Although I tend to think of overtime questions as non-constructive for the same reasons Mark does, my main objection to them is that they're simply not on topic.
The FAQ now has a pretty little diagram for everyone:
Here's the thing: Overtime isn't a unique subject for programmers. Lots of programmers tend to think it's unique for them, just as lots of programmers tend to think that about almost everything, but it isn't.
You want to see overtime? Check out the finance section of a publicly-traded company at year-end. I'm sure they can tell you a few things about overtime. So can sysadmins, lawyers, researchers, and many others.
Overtime talk isn't in the "All Programmers" circle, it's in the "All Careers" circle. It's a popular topic, yes, we all know that - any "pet peeve" thread is going to be wildly popular - but it's not something that uniquely affects programmers and definitely not something that programmers are uniquely qualified to answer.
Because there seems to be such a large audience who wants to talk about general employment and workplace environment issues, some folks went and created an Area 51 proposal for it. It's called Professional Matters. Please support it so that there will finally be a non-controversial home for them on the Stack Exchange network.
P.S. The other problem with overtime questions is that they are massively duplicated.

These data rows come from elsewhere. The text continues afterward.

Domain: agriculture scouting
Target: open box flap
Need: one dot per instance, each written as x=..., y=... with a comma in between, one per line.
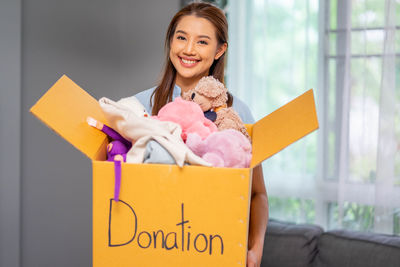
x=64, y=108
x=283, y=127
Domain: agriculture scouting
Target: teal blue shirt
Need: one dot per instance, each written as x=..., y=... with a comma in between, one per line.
x=239, y=106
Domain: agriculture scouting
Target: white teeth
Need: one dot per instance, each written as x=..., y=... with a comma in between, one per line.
x=188, y=61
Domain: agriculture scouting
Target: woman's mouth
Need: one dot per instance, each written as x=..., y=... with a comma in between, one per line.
x=188, y=63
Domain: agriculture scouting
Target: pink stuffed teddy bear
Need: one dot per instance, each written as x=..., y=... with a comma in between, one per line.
x=226, y=148
x=211, y=95
x=189, y=116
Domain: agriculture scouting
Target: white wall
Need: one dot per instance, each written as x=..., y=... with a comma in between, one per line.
x=110, y=48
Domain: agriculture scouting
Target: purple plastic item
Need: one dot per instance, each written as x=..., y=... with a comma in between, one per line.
x=117, y=186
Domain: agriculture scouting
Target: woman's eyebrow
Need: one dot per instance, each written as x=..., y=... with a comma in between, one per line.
x=200, y=36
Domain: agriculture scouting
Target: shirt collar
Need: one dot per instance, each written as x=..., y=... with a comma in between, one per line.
x=177, y=92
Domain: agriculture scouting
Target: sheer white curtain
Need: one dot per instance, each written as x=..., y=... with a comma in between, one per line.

Every question is practically a carbon copy of the last, with the essential question being some variation of "Should I put up with overtime?" / "How can I say no to overtime?" and the essential answer being some variation of "Familiarize yourself with the local labour laws" and "Your employer doesn't own you, it's OK to work 9 to 5." It's quite frankly stultifying to read those same threads over and over again. At some point we have to step back and say to ourselves, you know what, I don't think we really need another question about overtime.